Despite the U.S. economy adding fewer jobs than expected in September — 136,000 versus a projected 145,000 gain — unemployment hit a five-decade low of 3.5%, down from 3.7% in August.
This “just shows what a strong animal the U.S. economy is,” Joseph Minarik, senior vice president and director of research at the Committee for Economic Development, told Yahoo Finance.
“There is strength out there,” Minarik said, citing growth in services and in the public sector at the local and state government levels.
He suggested that, when looking at the economy’s consistently limited job growth, you must factor “potential job growth equal to the growth of the labor force.”

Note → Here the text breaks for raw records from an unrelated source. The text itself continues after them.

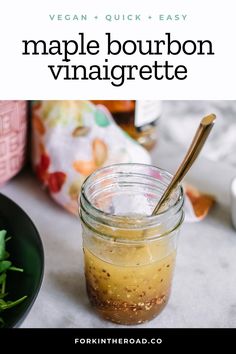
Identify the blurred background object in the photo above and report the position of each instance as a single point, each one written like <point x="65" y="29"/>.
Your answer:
<point x="179" y="119"/>
<point x="13" y="134"/>
<point x="138" y="118"/>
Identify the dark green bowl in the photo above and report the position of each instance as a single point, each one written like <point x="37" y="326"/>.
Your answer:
<point x="26" y="251"/>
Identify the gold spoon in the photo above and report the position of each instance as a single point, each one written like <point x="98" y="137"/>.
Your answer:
<point x="198" y="141"/>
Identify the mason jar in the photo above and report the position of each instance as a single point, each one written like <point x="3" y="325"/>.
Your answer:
<point x="129" y="255"/>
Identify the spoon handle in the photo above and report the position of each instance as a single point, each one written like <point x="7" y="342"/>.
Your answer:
<point x="196" y="146"/>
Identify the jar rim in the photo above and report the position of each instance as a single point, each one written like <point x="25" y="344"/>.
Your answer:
<point x="147" y="219"/>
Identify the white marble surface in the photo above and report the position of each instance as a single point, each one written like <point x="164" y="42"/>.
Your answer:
<point x="204" y="287"/>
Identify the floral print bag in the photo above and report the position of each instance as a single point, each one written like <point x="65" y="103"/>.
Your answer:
<point x="70" y="140"/>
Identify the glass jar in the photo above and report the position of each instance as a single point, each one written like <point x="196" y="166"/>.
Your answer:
<point x="129" y="255"/>
<point x="138" y="118"/>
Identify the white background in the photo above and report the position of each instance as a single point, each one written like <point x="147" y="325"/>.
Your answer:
<point x="27" y="77"/>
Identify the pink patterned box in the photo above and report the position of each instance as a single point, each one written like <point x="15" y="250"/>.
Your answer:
<point x="13" y="131"/>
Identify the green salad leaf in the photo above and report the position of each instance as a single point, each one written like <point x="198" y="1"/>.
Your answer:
<point x="5" y="266"/>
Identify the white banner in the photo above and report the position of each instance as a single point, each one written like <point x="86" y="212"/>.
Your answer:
<point x="71" y="49"/>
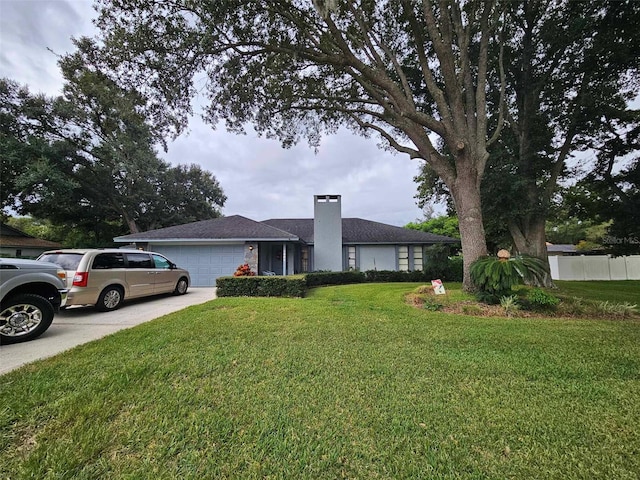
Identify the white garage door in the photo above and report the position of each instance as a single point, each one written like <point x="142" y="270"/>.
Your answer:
<point x="205" y="263"/>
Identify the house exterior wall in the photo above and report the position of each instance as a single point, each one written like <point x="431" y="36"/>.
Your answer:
<point x="327" y="233"/>
<point x="22" y="252"/>
<point x="377" y="257"/>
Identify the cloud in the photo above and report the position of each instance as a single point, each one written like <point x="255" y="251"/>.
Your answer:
<point x="260" y="178"/>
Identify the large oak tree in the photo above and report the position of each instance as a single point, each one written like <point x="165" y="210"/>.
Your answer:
<point x="407" y="71"/>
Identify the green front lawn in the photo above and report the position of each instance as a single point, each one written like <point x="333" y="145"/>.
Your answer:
<point x="619" y="291"/>
<point x="350" y="382"/>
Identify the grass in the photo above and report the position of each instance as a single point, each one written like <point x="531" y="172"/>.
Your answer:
<point x="614" y="291"/>
<point x="349" y="383"/>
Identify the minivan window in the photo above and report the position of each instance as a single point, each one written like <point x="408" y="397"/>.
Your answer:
<point x="161" y="262"/>
<point x="139" y="260"/>
<point x="68" y="261"/>
<point x="108" y="260"/>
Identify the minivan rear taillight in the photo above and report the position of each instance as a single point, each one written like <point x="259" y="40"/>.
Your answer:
<point x="80" y="279"/>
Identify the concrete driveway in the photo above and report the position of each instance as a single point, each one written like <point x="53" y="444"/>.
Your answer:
<point x="78" y="325"/>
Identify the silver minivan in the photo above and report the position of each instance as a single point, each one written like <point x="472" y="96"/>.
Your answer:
<point x="106" y="277"/>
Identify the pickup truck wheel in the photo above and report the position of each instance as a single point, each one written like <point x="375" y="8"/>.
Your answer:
<point x="24" y="317"/>
<point x="110" y="299"/>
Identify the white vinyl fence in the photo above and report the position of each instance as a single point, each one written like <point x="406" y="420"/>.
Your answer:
<point x="595" y="267"/>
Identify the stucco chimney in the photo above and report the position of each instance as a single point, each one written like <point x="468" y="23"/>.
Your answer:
<point x="327" y="233"/>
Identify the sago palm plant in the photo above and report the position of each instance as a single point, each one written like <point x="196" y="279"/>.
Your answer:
<point x="496" y="276"/>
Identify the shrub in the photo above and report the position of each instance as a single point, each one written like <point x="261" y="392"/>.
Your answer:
<point x="497" y="277"/>
<point x="244" y="271"/>
<point x="291" y="286"/>
<point x="538" y="299"/>
<point x="394" y="276"/>
<point x="315" y="279"/>
<point x="616" y="310"/>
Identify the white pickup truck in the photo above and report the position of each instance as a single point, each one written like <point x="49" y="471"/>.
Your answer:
<point x="30" y="294"/>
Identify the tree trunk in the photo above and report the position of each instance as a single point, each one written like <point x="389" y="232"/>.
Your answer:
<point x="532" y="240"/>
<point x="466" y="196"/>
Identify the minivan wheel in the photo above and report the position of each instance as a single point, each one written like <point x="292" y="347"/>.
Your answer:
<point x="110" y="299"/>
<point x="24" y="317"/>
<point x="181" y="286"/>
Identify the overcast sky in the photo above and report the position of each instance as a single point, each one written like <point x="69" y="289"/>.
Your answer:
<point x="261" y="179"/>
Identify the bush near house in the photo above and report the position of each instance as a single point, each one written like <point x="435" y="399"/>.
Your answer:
<point x="291" y="286"/>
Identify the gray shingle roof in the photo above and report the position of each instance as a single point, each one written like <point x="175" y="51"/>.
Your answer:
<point x="234" y="227"/>
<point x="357" y="230"/>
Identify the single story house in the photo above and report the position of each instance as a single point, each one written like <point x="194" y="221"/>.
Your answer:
<point x="212" y="248"/>
<point x="17" y="244"/>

“I'm frankly surprised that the economy has been able to generate the number of jobs it has over some period of time now. So yeah, I'd be very satisfied with continuing those kinds of numbers that will absorb the new entrants into the workforce and keep us pretty healthy and happy,” Minarik said.
Wage growth was up 2.9%, disappointing Wall Street estimates of 3.2% growth, but Minarik said that it’s “good for workers, not over the top — not frothy — which will help the Federal Reserve to remain relatively calm about how they react.”
Not everybody shares Minarik’s rosy view of the jobs report. Yahoo Finance’s Brian Sozzi referred to the employment report as “generally limp” and cited another veteran economist who noted that the Trump economy only deserves a “B” right now.